Mostly the latter, with one real tension. Lindquist et al.’s meta-analytic rejection of “insula = disgust” and “ACC = sadness” is not a rejection of Craig’s own claims — Craig never proposed disgust-specificity; his claim was always that the insula (AIC) supports general interoceptive/affective awareness, and Lindquist’s data support exactly that reading, citing Craig directly as source. The genuine tension is with Craig’s forebrain emotional asymmetry hypothesis (right AIC ↔ sympathetic/survival/withdrawal emotions like pain, anger, anxiety; left AIC ↔ parasympathetic/affiliative/approach emotions — see insular-cortex), which is a category-cluster-to-hemisphere locationist claim in Lindquist et al.’s sense, and would be predicted to fail the same functional-specificity tests this meta-analysis applies to single regions. Flagged here as an unresolved cross-paper tension, not merged or resolved.

New debate raised

This paper’s own target/commentary/response structure makes explicit a debate this wiki did not yet have a page for — not “do emotions have distinct autonomic signatures” (autonomic-specificity-of-emotion, about peripheral physiology) but whether discrete emotions map to distinct brain structures or networks at all. See the new locationist-vs-constructionist-brain-emotion debate, which also records Scherer’s commentary that the locationist/constructionist dichotomy mischaracterizes componential appraisal theory, and that “any evidence for brain mechanisms subserving categorization/conceptualization… does not privilege any theory on why or when” — a methodological caution about what a meta-analysis of this kind can and cannot decide between rival theories.

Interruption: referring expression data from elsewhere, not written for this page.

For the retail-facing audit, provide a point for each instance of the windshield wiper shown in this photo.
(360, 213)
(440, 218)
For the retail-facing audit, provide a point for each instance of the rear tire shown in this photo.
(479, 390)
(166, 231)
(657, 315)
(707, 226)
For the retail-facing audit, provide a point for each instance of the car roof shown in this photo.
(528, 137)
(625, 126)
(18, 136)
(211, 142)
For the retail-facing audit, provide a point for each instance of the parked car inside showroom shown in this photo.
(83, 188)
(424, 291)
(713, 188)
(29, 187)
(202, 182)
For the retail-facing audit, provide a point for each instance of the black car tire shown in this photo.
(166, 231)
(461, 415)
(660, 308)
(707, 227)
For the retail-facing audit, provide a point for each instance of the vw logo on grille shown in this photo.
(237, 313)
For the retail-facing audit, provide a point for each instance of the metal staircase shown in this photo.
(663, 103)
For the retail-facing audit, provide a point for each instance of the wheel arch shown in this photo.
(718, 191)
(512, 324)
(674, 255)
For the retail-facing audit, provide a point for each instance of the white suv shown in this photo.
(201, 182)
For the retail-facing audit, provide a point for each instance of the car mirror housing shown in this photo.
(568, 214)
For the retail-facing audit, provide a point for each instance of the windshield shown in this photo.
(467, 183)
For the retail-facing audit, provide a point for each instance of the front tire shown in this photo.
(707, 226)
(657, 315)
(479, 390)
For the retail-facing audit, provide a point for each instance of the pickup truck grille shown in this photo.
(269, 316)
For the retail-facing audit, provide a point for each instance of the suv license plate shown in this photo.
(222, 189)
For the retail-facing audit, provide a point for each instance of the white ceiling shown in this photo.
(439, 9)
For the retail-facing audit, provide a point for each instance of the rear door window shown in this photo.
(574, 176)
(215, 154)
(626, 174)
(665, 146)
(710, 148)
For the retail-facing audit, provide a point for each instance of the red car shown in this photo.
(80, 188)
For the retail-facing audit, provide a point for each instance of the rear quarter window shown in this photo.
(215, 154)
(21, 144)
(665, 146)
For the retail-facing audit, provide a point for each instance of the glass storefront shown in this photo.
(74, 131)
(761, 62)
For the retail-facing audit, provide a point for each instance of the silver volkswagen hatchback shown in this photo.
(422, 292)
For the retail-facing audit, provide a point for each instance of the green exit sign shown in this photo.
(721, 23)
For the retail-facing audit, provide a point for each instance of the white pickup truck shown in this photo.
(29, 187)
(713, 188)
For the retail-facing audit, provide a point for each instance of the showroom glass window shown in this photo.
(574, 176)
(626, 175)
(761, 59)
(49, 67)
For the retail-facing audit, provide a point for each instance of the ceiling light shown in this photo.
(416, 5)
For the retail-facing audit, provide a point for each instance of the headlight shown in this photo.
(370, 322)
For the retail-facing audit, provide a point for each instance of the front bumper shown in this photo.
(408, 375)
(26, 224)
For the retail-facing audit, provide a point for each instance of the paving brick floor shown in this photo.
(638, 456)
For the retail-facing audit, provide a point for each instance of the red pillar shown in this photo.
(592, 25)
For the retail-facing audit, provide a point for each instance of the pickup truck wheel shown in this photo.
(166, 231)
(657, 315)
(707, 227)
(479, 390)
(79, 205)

Bridge to interoceptive inference

Mog Stapleton’s commentary (see limitations) explicitly connects Lindquist et al.’s core-affect construct to predictive coding (Bar, Friston) — proposing that unexpected interoceptive sensations are intrinsically motivating because the nervous system’s function is error-reduction, and that precision/gain control (Feldman & Friston 2010) implements attention over prediction-error units. Written four years before Seth & Friston (2016) formalized exactly this move for interoception, it is an early, independent bridge between the constructionist and predictive-coding literatures represented in this wiki.